Without prior distillation, reinforcement learning (RL) appears to benefit only large foundational models.

This conclusion was initially reached by DeepSeek during the development of their reasoning models released earlier this year. They observed that RL, without the aid of distillation processes, seems to only enhance very large-scale models. However, a different perspective emerged from the experiments conducted by Mistral AI when developing their own models, notably challenging this prior assumption—particularly concerning their mathematical capabilities.

Their findings primarily focus on mathematics and coding tasks, which are Central to the development of their models Magistral Small and Magistral Medium.

Distillation or not? Mistral AI’s approach to reinforcement learning

Magistral Medium was trained solely through reinforcement learning, or RL. Compared to the base model—Mistral Medium 3 Instruct—this fine-tuning process resulted in nearly 50% improvement in mathematical problem-solving benchmarks like AIME ’24, and approximately 30% gain in coding evaluation datasets such as LiveCodeBench v5, according to Mistral AI’s reports.

Meanwhile, Magistral Small also underwent reinforcement learning. However, its training involved an initial distillation step—a “cold start”—using traces from Magistral Medium combined with additional responses generated by the same model on prompts sourced from OpenThoughts and OpenR1, implementing supervised fine-tuning (SFT). Instruction-following datasets were incorporated during this phase to maintain reasoning capabilities.

A refined RL pipeline

For their reinforcement learning, Mistral AI applied the same core algorithm as DeepSeek—specifically, the Generalized Reinforcement Policy Optimization (GRPO)—but with several modifications. These included removing the KL divergence penalty and normalizing the loss to prevent length bias in generated responses.
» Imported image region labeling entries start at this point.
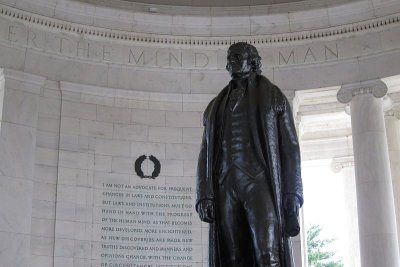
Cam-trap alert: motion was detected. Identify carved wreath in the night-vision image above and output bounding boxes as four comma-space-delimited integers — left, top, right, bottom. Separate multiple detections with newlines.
135, 155, 161, 179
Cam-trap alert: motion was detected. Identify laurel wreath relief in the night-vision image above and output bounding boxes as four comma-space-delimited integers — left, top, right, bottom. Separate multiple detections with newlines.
135, 155, 161, 179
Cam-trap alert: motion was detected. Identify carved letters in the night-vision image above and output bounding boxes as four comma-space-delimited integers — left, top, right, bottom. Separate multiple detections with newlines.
0, 21, 340, 69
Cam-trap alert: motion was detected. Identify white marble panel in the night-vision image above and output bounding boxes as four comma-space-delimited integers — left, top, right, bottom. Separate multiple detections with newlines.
289, 5, 330, 32
94, 6, 133, 31
182, 103, 208, 112
57, 184, 78, 204
35, 147, 58, 167
273, 59, 360, 90
183, 128, 203, 144
31, 218, 54, 237
250, 13, 290, 35
32, 199, 56, 220
132, 12, 172, 34
3, 88, 39, 127
81, 93, 115, 106
60, 117, 79, 135
149, 101, 182, 111
15, 0, 57, 17
190, 70, 230, 94
131, 142, 166, 160
97, 105, 131, 123
172, 15, 211, 36
39, 96, 61, 118
160, 159, 183, 176
165, 176, 196, 187
166, 144, 200, 160
79, 120, 113, 138
131, 109, 166, 126
357, 51, 400, 81
28, 255, 54, 267
94, 155, 112, 172
113, 123, 149, 141
54, 0, 95, 25
0, 42, 26, 70
36, 131, 59, 149
0, 176, 33, 234
183, 160, 198, 177
37, 115, 60, 133
327, 1, 375, 26
166, 111, 201, 127
33, 164, 57, 184
54, 257, 74, 267
24, 50, 108, 86
0, 231, 30, 267
149, 127, 182, 143
95, 138, 131, 156
0, 122, 35, 179
59, 150, 88, 169
111, 157, 135, 173
108, 64, 190, 93
32, 182, 56, 202
115, 98, 149, 109
61, 101, 96, 120
30, 236, 54, 256
211, 15, 251, 36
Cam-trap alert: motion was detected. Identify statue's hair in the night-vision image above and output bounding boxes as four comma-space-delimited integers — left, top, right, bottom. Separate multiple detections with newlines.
228, 42, 262, 74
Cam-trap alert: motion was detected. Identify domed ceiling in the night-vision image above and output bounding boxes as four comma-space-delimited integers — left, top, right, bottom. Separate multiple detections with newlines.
115, 0, 304, 7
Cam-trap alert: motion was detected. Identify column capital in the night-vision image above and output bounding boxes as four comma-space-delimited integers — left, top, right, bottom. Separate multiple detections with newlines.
337, 80, 388, 104
385, 110, 400, 120
331, 156, 354, 173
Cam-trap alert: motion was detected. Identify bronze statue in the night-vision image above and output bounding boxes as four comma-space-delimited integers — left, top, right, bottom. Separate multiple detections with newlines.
196, 43, 303, 267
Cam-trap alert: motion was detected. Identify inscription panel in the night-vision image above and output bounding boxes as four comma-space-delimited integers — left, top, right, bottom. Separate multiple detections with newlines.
93, 182, 202, 267
55, 91, 208, 267
0, 17, 362, 70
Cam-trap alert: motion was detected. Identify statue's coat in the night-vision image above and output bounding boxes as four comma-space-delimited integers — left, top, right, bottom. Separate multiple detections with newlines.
196, 73, 303, 267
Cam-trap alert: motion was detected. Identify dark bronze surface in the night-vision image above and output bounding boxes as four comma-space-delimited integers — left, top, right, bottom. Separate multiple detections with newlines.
196, 43, 303, 267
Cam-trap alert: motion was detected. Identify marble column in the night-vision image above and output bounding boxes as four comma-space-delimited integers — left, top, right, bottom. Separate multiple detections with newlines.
331, 157, 361, 267
337, 80, 400, 267
385, 110, 400, 252
284, 90, 308, 267
0, 69, 45, 267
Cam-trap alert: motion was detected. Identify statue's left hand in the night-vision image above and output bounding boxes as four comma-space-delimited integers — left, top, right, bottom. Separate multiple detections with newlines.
283, 194, 300, 217
283, 194, 300, 236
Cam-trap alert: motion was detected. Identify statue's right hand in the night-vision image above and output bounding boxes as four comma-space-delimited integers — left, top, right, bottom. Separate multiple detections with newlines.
197, 199, 215, 223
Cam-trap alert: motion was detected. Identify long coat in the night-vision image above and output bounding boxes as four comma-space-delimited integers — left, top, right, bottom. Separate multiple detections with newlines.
196, 73, 303, 267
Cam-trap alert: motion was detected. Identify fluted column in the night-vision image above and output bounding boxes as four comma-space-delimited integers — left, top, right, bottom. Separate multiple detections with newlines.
331, 157, 361, 267
284, 90, 308, 267
337, 80, 400, 267
385, 109, 400, 252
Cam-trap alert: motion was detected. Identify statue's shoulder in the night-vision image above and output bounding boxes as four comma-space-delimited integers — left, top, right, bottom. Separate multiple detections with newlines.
255, 74, 283, 98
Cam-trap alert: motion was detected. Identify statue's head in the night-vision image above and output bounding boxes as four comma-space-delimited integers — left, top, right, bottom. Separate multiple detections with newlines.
226, 42, 261, 79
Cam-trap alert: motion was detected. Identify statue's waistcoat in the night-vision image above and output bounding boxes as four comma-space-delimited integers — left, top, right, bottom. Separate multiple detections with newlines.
216, 88, 264, 183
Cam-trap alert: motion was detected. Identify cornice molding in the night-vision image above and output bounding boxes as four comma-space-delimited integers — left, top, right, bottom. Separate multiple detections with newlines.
331, 157, 354, 173
337, 80, 388, 104
0, 4, 400, 47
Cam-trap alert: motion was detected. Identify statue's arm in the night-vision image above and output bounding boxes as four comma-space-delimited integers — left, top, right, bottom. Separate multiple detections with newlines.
278, 94, 303, 209
196, 99, 214, 222
278, 94, 303, 236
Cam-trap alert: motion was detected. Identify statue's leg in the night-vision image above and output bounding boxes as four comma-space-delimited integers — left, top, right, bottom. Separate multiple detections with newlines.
218, 172, 254, 267
236, 173, 280, 267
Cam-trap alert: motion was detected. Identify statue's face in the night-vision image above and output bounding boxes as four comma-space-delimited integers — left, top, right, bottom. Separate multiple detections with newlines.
226, 45, 251, 78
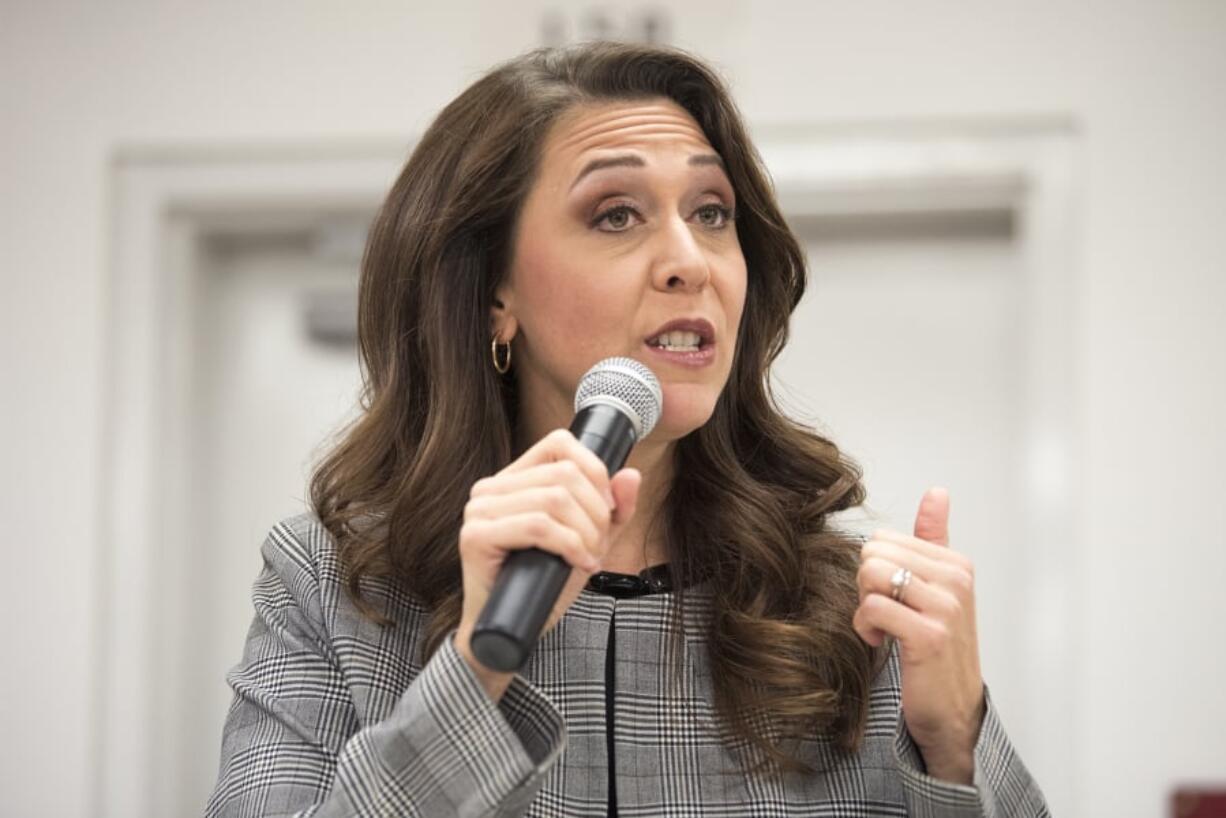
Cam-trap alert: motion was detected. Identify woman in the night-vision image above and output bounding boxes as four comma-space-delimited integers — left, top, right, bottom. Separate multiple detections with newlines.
208, 44, 1047, 816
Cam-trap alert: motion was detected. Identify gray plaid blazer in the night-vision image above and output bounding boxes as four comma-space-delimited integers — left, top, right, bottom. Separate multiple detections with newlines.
206, 514, 1048, 817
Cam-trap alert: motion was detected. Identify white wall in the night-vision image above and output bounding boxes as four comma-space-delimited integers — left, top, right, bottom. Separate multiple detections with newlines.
0, 0, 1226, 818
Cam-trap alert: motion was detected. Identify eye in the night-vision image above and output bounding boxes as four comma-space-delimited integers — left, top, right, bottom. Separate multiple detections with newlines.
694, 204, 736, 231
592, 205, 641, 233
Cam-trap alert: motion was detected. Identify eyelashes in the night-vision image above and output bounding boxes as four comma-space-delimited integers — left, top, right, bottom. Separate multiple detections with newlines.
591, 202, 737, 233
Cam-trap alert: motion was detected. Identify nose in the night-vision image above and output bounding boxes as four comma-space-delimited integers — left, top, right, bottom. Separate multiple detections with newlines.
651, 218, 711, 292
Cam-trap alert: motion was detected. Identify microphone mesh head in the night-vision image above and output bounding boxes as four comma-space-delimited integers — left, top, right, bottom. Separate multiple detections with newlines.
575, 358, 664, 440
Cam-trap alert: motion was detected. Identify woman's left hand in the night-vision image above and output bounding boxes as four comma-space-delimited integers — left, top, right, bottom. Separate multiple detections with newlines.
852, 488, 986, 785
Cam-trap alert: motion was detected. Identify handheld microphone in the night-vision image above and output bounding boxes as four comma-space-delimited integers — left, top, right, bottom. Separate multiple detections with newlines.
468, 358, 663, 673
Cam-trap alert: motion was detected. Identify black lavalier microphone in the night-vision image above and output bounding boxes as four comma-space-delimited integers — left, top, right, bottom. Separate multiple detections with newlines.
468, 358, 663, 673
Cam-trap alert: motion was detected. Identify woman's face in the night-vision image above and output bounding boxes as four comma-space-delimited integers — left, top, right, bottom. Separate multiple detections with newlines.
494, 99, 745, 440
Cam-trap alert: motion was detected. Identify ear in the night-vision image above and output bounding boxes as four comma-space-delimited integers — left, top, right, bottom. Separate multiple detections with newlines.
489, 282, 520, 343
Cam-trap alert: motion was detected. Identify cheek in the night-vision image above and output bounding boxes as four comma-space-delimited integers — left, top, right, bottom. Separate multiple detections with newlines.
516, 240, 633, 358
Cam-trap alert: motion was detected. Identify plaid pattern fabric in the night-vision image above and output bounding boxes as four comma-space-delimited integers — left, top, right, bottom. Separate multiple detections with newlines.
206, 514, 1048, 818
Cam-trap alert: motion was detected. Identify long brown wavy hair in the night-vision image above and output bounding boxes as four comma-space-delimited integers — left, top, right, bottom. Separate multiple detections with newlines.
310, 43, 884, 770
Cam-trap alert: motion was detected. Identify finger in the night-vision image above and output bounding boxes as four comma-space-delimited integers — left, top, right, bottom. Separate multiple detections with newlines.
470, 460, 612, 526
460, 511, 600, 574
465, 486, 602, 553
915, 486, 949, 546
852, 594, 950, 661
609, 468, 642, 536
856, 557, 961, 622
873, 529, 966, 564
503, 429, 613, 505
859, 540, 951, 583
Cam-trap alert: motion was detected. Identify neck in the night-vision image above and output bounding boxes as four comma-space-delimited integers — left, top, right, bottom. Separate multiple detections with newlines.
602, 438, 677, 574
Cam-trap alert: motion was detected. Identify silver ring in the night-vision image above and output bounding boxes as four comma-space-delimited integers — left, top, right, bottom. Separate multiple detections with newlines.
890, 568, 911, 602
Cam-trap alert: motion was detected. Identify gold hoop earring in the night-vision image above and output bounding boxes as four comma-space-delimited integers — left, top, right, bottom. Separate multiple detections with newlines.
489, 335, 511, 375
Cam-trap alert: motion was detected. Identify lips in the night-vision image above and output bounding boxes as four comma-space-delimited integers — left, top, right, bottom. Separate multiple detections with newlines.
642, 318, 715, 369
644, 318, 715, 348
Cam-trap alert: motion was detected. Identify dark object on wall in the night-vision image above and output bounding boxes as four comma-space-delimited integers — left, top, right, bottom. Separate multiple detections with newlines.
1171, 784, 1226, 818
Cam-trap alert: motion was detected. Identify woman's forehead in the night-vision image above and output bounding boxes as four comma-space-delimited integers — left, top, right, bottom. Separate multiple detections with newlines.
543, 98, 714, 170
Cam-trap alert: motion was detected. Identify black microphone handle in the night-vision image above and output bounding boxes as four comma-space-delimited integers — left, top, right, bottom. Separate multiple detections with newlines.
468, 403, 635, 673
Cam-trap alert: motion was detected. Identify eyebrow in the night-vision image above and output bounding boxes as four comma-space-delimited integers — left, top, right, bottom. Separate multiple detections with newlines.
570, 153, 723, 190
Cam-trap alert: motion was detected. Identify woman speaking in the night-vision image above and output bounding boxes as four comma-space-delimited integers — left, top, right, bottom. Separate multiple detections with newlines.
207, 43, 1047, 816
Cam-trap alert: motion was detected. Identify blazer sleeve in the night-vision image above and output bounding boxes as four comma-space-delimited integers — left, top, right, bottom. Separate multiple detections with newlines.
894, 686, 1051, 818
206, 526, 566, 818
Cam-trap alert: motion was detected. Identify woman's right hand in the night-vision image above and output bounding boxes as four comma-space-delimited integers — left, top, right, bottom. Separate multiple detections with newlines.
455, 429, 641, 700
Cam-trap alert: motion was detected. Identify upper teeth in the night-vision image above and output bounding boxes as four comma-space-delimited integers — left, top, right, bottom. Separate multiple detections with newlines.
651, 330, 702, 347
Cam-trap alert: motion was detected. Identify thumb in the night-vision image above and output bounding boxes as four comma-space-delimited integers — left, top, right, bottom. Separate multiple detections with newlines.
916, 486, 949, 546
609, 468, 642, 526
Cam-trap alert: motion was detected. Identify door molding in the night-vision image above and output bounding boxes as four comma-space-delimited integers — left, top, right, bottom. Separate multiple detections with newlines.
102, 119, 1081, 818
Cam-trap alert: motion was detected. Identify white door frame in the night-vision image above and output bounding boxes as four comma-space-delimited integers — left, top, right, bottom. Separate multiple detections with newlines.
102, 120, 1081, 818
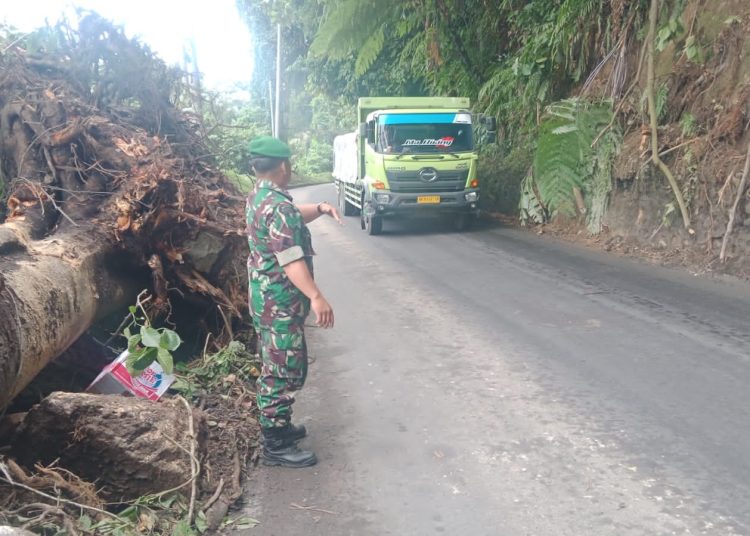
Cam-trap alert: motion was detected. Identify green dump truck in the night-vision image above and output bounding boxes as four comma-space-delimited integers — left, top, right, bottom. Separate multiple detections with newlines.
333, 97, 495, 235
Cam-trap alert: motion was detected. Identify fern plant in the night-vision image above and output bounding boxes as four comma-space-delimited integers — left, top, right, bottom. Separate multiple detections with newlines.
522, 99, 620, 234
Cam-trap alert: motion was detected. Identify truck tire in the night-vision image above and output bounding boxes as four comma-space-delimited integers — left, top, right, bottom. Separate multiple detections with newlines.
339, 182, 357, 216
365, 216, 383, 236
359, 196, 383, 236
453, 214, 475, 233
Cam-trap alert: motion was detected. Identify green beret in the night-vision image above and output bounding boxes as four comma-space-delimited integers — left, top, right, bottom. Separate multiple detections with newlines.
248, 136, 292, 158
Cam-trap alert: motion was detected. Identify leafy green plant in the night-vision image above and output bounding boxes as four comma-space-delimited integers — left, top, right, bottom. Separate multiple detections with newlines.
171, 341, 260, 398
122, 300, 182, 376
525, 99, 620, 233
680, 112, 698, 138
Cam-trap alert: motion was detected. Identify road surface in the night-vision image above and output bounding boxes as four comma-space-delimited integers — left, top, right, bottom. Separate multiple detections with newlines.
244, 185, 750, 536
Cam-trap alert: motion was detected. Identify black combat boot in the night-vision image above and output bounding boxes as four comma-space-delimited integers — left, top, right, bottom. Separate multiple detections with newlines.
263, 424, 318, 467
282, 423, 307, 441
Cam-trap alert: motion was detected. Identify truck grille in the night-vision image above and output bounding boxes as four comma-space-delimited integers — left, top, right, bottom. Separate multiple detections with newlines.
385, 169, 469, 194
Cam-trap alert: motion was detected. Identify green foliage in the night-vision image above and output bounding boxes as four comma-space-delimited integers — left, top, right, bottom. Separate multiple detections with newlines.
171, 341, 260, 398
656, 83, 669, 123
680, 112, 698, 138
479, 144, 531, 214
526, 99, 619, 233
122, 302, 182, 377
518, 173, 548, 227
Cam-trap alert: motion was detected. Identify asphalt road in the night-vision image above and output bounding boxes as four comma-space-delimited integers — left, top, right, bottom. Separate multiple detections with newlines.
239, 185, 750, 536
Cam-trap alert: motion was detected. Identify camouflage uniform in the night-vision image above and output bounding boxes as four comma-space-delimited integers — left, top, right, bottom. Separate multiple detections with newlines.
245, 180, 315, 428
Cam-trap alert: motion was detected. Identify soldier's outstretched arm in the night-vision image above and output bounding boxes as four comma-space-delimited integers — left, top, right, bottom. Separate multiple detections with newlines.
296, 202, 342, 223
284, 259, 333, 328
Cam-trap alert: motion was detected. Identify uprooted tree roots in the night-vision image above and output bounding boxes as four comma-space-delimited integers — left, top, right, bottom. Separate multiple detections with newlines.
0, 14, 249, 406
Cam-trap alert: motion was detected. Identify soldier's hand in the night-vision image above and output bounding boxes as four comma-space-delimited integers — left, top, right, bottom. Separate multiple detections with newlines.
311, 296, 333, 328
320, 202, 344, 225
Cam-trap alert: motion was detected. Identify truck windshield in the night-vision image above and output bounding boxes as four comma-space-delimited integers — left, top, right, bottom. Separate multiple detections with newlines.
376, 113, 474, 154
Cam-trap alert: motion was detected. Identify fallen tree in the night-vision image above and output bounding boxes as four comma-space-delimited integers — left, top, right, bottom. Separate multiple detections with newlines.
0, 13, 249, 407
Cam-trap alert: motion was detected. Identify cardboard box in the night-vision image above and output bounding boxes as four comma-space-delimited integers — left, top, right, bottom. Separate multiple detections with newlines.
86, 350, 175, 400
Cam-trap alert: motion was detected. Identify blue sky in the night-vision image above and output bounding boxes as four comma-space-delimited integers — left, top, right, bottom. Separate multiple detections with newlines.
0, 0, 253, 89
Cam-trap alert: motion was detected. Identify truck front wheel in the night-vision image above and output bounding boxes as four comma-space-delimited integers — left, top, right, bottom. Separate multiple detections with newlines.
359, 200, 383, 236
365, 216, 383, 236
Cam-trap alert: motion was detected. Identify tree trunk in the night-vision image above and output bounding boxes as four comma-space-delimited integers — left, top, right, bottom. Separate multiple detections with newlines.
0, 14, 251, 409
0, 226, 141, 407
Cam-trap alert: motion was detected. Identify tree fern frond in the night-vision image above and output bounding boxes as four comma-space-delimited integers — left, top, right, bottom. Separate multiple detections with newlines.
354, 26, 385, 76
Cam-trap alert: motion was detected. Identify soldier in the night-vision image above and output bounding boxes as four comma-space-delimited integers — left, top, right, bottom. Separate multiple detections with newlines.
246, 136, 341, 467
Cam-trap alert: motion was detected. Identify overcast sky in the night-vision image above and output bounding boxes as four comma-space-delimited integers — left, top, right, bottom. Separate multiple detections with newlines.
0, 0, 252, 89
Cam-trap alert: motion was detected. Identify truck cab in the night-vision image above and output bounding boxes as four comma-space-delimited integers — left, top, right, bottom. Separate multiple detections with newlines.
334, 97, 488, 234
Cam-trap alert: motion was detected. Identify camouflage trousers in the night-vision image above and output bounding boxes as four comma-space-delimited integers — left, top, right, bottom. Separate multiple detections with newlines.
256, 322, 307, 428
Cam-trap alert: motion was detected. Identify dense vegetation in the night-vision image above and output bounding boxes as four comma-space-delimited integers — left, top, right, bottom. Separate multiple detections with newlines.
238, 0, 750, 272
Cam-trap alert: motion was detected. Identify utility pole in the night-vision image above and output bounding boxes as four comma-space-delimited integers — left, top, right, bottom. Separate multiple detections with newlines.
274, 24, 281, 137
268, 80, 276, 136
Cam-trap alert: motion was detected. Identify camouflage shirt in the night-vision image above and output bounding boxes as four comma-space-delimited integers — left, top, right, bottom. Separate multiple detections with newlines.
245, 179, 315, 329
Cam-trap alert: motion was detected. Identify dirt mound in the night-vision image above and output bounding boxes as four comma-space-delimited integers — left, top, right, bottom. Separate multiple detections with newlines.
12, 393, 207, 503
0, 14, 251, 406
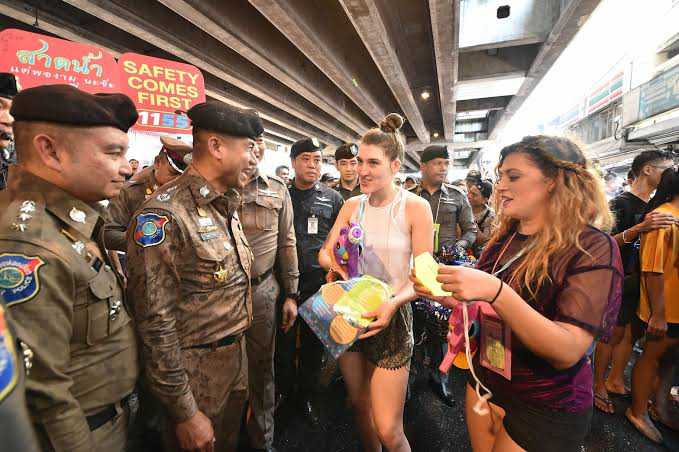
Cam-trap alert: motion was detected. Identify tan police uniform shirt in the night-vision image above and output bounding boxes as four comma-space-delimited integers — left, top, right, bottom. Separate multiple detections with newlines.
0, 170, 139, 452
104, 167, 159, 251
240, 172, 299, 294
127, 166, 253, 420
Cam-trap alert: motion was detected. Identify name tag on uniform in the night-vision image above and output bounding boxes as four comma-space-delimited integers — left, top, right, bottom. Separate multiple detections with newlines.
306, 216, 318, 234
259, 190, 280, 198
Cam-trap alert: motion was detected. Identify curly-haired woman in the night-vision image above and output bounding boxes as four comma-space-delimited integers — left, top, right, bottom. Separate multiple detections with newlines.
318, 113, 434, 452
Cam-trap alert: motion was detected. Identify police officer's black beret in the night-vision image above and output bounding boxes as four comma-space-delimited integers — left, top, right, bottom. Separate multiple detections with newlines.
186, 101, 264, 140
290, 137, 322, 159
335, 143, 358, 161
420, 145, 450, 163
0, 72, 19, 99
465, 170, 481, 182
10, 85, 139, 132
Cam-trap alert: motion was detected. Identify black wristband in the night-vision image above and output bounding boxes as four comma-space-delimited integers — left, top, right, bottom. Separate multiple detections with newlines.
488, 280, 505, 304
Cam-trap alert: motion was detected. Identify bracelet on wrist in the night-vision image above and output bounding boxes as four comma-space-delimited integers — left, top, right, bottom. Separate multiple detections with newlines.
622, 229, 632, 243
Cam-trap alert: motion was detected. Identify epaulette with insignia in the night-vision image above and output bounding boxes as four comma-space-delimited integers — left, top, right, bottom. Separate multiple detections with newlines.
134, 212, 170, 248
0, 306, 19, 402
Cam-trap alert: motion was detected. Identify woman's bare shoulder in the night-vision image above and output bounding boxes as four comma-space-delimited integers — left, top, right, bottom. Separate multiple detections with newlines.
404, 190, 429, 209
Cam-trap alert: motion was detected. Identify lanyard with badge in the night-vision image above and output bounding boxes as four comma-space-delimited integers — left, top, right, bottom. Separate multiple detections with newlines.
480, 232, 529, 380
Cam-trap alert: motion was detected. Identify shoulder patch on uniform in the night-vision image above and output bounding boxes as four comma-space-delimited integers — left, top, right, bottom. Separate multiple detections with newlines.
0, 253, 45, 306
134, 213, 170, 248
0, 304, 19, 402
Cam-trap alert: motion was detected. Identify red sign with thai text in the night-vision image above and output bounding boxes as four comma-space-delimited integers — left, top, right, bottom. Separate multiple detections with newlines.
118, 53, 205, 133
0, 28, 120, 93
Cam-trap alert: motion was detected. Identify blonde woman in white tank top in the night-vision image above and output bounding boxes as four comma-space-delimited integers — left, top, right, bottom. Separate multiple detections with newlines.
319, 114, 434, 452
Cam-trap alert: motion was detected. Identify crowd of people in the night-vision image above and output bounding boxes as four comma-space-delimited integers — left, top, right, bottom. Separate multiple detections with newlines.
0, 70, 679, 452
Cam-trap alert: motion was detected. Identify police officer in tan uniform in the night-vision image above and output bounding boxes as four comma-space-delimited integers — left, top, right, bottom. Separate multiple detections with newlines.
127, 102, 263, 451
106, 136, 191, 251
240, 137, 299, 450
0, 85, 139, 452
0, 72, 19, 190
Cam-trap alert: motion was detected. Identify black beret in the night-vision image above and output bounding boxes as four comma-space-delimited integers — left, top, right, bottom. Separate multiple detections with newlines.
0, 72, 19, 99
186, 101, 264, 140
10, 85, 139, 132
160, 136, 193, 173
421, 145, 450, 163
335, 143, 358, 161
290, 137, 322, 159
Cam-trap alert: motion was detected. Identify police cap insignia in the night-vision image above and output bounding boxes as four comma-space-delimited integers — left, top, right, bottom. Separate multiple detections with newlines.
0, 253, 45, 306
335, 143, 358, 161
134, 213, 170, 248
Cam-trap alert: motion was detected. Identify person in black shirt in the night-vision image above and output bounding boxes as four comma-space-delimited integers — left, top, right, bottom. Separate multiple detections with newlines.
594, 150, 677, 414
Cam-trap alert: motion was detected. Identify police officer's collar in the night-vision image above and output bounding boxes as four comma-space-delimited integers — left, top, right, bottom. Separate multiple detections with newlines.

Model outputs were evaluated across four key dimensions:
– Formatting (for example, code responses had to include at least one Markdown block)
– Accuracy
– Response length
– Linguistic coherence

Regarding coherence, the goal was for the models to reason consistently in the user’s language. Preliminary experiments indicated that without specific constraints, models sometimes mixed languages in their output. To address this, 10% of English prompts were translated into French, German, Chinese, Spanish, Italian, and Russian during training to ensure language consistency.

Asynchronous system and greedy algorithm

The RL architecture features three types of “workers”:
– Trainers, who manage the main copy of the weights and update gradients
– Generators, who produce outputs and log probabilities
– Verificators, who evaluate outputs and assign rewards

To reduce latency, Mistral AI designed the system so that generators do not wait for each other or for trainers; responses are immediately sent to the appropriate verifier after generation. This approach avoids batch processing delays, ensuring rapid feedback.

Additionally, they implemented a greedy sorting algorithm—one that makes locally optimal choices to achieve the best global outcome. This algorithm benefits from a micro-batch architecture, where the order of data samples does not impact the overall process.

The mathematical data utilized for RL training came from a dataset of around 700,000 examples. Various filtering procedures were applied, including a filtering stage with Mistral Large 2, which aimed to eliminate overly simple or extremely difficult problems. After this refinement, only 38,000 examples remained.

Secondary products: Generalization and multimodality in Magistral models

As DeepSeek had noted, prompt diversity had a stronger influence on supervised fine-tuning (SFT) than on RL, which used a limited, carefully curated set of training data.

On multilingual benchmarks, the degradation in response quality with these models is comparable to that seen with their base models, indicating similar levels of robustness.

Interestingly, reinforcement learning focused on mathematical tasks also benefits code understanding, and vice versa.

Moreover, the verification checkpoints used in RL incorporate multimodal encoders, including vision components. Although trained solely on text, these models develop reasoning skills in multiple modalities, and can handle all types of questions, according to Mistral AI. The use of external tools further enhances their capabilities.

* Note: Using solely RL, Mistral Small 3 achieves a performance on AIME’24 comparable to the distilled version. It even surpasses it in math and GPQA benchmarks. However, it does not perform as well on code exercises. Combining distillation with RL often yields incremental gains of a few points.